You are absolutely right that infertility makes it almost impossible to make other plans. It is so hard sometimes (although painfully obviouis to point out) that we don't know what's in the future. This sounds like one tough decision that will likely force a plethora of tough decisions in the future. When facing a leap of faith like this one, I sometimes like to spend time remembering that there may be benefits to the choice that I just can't see yet. I hope it is this way in your case, too, and that this becomes the point where things start falling into place.

kate said...

Ah, yes. I wrote about making the hard decision to move on from the "limbo" of waiting on a baby to come. For me, that means going back to school, but ultimately, I can relate to the feeling of holding off making the big decisions while waiting, waiting, waiting.

And, while I do not have a PhD, I began dating my now-husband just as he finished his research and began writing. And so I can also relate to the frustrations with trying to get that last chapter done. I wish you the best of luck with that. Sometimes I think that the only reason that H actually finished the diss is that he was hired as ABD with the understanding that he finish his PhD by the end of that school year. Otherwise, he may have lingered over it FOREVER!

Lisa said...

Lots of decisions, huh. Sounds like a good opportunity. I have a frequent traveler for a DH (who has moved me, a portable freelancer, 2,000 miles three times now), and while it can be very tough to work around that while making ttc a priority, it CAN be done. Even now, though, I wouldn't redo the career-based decisions we've made. I think that just comes down to both parties doing everything they can to ensure that they're on the same page about the decisions. Much luck to you! You'll know what's right for you!

Lisa at

Lisa Rullsenberg said...

Keep us all informed and you know where to find us anyway: we're all rooting for you both in managing this and finding a way through the practicalities. It can sometimes be that decisions that have been (reasonably) postponed become far less daunting once circumstances change. But either way, only you two will know what is right for you individually and as a couple. And as said, the benefits you may not be able to see yet may allow you a way of dealing with all the complicating factors - not least the fertility treatment - that are part of your lives.

the Babychaser: said...

Well, as you know from my recent rants, I have no easy answers about coping with the "absent" husband. 17 days a month is a lot.

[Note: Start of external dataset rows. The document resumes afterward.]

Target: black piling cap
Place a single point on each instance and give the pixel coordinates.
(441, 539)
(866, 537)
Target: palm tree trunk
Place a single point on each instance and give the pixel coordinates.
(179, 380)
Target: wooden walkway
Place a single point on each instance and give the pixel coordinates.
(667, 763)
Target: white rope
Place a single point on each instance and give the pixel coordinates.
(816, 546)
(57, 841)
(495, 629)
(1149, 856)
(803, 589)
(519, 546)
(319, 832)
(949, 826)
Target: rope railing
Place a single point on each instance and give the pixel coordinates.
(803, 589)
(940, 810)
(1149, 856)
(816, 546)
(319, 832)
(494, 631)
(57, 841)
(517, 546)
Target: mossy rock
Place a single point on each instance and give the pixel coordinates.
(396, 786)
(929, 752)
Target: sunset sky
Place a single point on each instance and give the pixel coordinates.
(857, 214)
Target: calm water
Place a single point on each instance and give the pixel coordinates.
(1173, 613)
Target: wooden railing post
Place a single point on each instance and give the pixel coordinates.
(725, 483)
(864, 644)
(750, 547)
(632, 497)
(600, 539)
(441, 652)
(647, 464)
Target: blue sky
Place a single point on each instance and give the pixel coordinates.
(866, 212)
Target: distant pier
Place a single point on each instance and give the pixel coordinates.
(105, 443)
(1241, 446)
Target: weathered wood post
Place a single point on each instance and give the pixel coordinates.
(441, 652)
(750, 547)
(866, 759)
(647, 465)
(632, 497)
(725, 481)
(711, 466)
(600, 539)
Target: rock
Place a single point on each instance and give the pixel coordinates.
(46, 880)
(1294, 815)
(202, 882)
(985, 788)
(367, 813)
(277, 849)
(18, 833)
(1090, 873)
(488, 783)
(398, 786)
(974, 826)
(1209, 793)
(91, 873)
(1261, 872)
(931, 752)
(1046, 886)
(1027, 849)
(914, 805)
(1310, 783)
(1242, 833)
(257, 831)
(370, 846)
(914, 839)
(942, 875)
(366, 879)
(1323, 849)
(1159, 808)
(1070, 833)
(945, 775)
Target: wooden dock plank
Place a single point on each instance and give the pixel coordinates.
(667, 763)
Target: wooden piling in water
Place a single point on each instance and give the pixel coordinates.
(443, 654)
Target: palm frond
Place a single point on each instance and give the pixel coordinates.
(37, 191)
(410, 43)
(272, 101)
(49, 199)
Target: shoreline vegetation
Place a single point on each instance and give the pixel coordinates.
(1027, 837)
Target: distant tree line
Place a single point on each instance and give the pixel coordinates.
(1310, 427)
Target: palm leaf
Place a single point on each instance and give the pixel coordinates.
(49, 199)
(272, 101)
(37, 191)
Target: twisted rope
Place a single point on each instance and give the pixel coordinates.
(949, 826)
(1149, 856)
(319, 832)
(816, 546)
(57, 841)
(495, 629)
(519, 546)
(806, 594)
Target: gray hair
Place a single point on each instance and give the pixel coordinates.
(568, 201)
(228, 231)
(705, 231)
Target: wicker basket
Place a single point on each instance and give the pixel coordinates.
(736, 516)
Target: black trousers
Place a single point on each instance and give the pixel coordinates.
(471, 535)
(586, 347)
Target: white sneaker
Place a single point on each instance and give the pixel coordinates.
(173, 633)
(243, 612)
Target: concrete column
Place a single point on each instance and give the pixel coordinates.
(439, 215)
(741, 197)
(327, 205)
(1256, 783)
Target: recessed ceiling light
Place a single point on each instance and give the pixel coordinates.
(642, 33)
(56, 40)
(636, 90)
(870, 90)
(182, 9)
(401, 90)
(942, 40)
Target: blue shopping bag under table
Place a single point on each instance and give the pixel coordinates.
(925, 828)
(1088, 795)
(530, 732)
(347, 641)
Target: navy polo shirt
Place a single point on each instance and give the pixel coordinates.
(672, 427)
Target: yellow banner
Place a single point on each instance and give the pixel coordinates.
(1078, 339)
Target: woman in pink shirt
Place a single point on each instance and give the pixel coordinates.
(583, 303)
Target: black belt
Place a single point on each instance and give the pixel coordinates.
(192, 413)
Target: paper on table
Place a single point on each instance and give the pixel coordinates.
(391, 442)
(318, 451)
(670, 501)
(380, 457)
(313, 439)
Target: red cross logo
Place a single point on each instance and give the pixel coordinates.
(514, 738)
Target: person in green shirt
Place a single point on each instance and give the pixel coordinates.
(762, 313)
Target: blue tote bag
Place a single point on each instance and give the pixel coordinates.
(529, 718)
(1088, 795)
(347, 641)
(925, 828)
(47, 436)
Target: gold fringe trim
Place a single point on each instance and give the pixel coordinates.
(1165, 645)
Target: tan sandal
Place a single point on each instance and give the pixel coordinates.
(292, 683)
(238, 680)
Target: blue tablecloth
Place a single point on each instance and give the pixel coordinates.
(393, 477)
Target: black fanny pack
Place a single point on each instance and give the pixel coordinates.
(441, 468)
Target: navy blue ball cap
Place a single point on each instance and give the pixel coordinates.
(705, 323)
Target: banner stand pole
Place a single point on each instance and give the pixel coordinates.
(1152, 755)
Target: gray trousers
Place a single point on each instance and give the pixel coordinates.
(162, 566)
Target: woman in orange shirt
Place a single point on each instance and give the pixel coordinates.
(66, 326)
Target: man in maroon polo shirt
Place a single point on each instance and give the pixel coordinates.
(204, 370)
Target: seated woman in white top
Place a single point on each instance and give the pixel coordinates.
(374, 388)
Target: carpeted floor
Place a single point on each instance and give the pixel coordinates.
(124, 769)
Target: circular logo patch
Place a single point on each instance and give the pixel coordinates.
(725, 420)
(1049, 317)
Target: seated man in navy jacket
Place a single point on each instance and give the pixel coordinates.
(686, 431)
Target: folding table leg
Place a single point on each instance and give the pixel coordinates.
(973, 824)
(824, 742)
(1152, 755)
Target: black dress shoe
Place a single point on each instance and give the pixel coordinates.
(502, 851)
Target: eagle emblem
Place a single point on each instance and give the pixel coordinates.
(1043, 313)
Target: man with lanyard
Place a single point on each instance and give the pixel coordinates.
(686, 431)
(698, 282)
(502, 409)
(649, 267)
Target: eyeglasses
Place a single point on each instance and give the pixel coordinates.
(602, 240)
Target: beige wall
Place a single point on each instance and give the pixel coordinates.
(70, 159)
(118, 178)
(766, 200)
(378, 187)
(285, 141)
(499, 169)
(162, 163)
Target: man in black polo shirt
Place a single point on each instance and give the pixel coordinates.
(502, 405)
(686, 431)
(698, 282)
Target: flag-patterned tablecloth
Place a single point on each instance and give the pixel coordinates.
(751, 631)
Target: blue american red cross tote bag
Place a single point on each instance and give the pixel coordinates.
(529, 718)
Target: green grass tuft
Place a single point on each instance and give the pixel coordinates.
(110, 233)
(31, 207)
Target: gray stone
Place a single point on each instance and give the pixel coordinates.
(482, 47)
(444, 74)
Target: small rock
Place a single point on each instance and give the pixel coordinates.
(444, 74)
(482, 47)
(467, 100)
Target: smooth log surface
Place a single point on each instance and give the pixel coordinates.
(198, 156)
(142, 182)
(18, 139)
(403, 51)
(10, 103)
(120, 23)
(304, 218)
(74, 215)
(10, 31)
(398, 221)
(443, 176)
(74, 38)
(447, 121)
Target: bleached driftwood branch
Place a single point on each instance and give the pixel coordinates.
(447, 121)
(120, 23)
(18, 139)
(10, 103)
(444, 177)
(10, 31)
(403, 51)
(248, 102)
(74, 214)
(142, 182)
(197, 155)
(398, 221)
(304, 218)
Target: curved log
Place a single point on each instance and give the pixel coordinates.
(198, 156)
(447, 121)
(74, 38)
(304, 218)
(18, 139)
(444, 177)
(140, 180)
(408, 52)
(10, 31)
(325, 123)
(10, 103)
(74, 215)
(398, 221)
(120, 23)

I actually like it when J's gone sometimes, but, as you pointed out, it could be a very different story with a screaming baby to care for.

You're probably making the right decision to go for it, but I'm not surprised it's causing you anxiety. Then again, ANY kind of change right now might be just what you both need to perk your life up again. God knows I'd love to be reminded that there's something to life other than trying to create one.